Deputy McGrath stated, “I believe the correspondence which has been published clearly shows that the ECB strayed into areas of policy which should have been reserved for the democratically elected Government of the State and the EU Commission.
“While the letter demanded Ireland undertake “decisive actions in the areas of fiscal consolidation, structural reforms and financial sector restructuring”, this was already very much underway. As of November 2010, Ireland had already embarked on a very significant fiscal adjustment with approximately half the measures ultimately implemented already taken. It was entirely inappropriate at that stage for the ECB to make its emergency lending to the Irish banks, which itself was designed to stave off a wider Eurozone crisis, contingent on Ireland entering a bailout.

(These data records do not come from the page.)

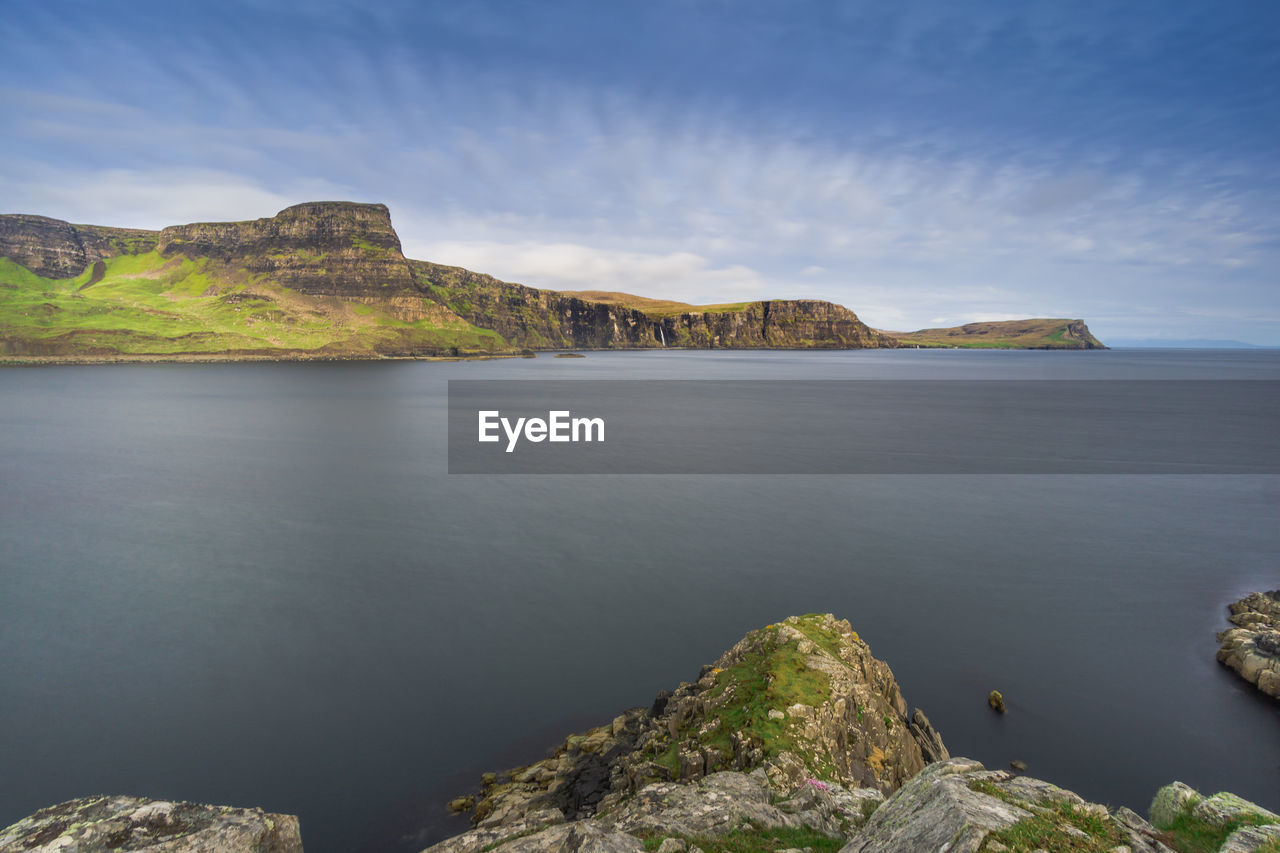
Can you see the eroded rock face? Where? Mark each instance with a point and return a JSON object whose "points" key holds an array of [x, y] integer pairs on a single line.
{"points": [[803, 699], [1251, 826], [320, 249], [720, 803], [960, 807], [1252, 648], [535, 318], [122, 824], [56, 249]]}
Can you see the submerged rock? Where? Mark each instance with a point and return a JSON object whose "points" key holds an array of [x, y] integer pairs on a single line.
{"points": [[112, 824], [1252, 648]]}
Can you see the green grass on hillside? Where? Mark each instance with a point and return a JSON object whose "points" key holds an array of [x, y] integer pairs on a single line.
{"points": [[1005, 334], [152, 305]]}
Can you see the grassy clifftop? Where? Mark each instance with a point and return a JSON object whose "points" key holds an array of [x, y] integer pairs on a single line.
{"points": [[329, 279], [1037, 333]]}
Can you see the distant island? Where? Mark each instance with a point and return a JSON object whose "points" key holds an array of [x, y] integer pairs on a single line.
{"points": [[329, 281]]}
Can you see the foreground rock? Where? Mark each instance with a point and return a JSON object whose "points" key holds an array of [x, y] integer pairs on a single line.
{"points": [[1252, 648], [1224, 821], [800, 699], [718, 804], [110, 824], [960, 807]]}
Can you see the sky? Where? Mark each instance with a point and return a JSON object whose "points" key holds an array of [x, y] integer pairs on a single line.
{"points": [[923, 164]]}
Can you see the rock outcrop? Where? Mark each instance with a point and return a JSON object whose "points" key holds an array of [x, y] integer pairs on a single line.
{"points": [[122, 824], [320, 247], [799, 699], [58, 249], [1252, 648], [960, 807], [540, 319], [1224, 821]]}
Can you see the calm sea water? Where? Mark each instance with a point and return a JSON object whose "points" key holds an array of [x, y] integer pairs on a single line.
{"points": [[256, 584]]}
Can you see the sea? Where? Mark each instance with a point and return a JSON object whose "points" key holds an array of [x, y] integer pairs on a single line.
{"points": [[257, 584]]}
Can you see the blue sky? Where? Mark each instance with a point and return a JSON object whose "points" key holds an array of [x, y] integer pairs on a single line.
{"points": [[920, 163]]}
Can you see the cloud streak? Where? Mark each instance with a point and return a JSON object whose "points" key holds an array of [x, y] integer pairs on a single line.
{"points": [[910, 164]]}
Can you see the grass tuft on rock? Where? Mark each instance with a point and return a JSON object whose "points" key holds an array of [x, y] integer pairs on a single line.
{"points": [[750, 839]]}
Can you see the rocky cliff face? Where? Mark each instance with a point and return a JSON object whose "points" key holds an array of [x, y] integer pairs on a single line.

“Following the expiration of original bank guarantee in September 2010, the ECB acted to prevent Ireland from imposing losses on senior bondholders. The ECB was clearly of the view that the Irish state should bear the majority of the cost of the Irish banking sector collapse while preventing losses being imposed on senior bondholders. The threat to cut off liquidity from the Irish banks was in essence a threat to force Ireland out of the Euro. The Government was essentially left with no choice in the matter. I believe this threat was a clear breach of the obligations of the ECB to act in the interests of all the citizens that use the Euro, not least those of Ireland.
“It is imperative now that Mr Trichet agrees to appear at the forthcoming banking inquiry. As Head of the ECB, he was central to the events that unfolded not least the decision not to impose losses on senior bondholders and Ireland entering an EU / IMF programme. His previous statement that “all decisions are taken collectively by all members of the (ECB) Governing Council, and the responsibility of explaining decisions (is) in the hands of national governments” does not address the widespread desire amongst the Irish public for an inquiry that full pursue all facts and question all relevant witnesses.
“Today’s revelations also put the issue of the promissory note arrangement and the case for a retrospective recapitalisation of the banks once again in the spotlight. Ireland needs to make it clear to the ECB that we are not going accede to any demand from the ECB that the Irish Central Bank accelerate the sale of the bonds it issued following the promissory note deal. The longer these bonds are held by the Irish Central Bank, the more it reduces the cost of rescuing. There is now an overwhelming moral case for Ireland to be allowed hold these bonds indefinitely and for action to give effect to the June 2012 summit statement on breaking the link between sovereign and bank debt.”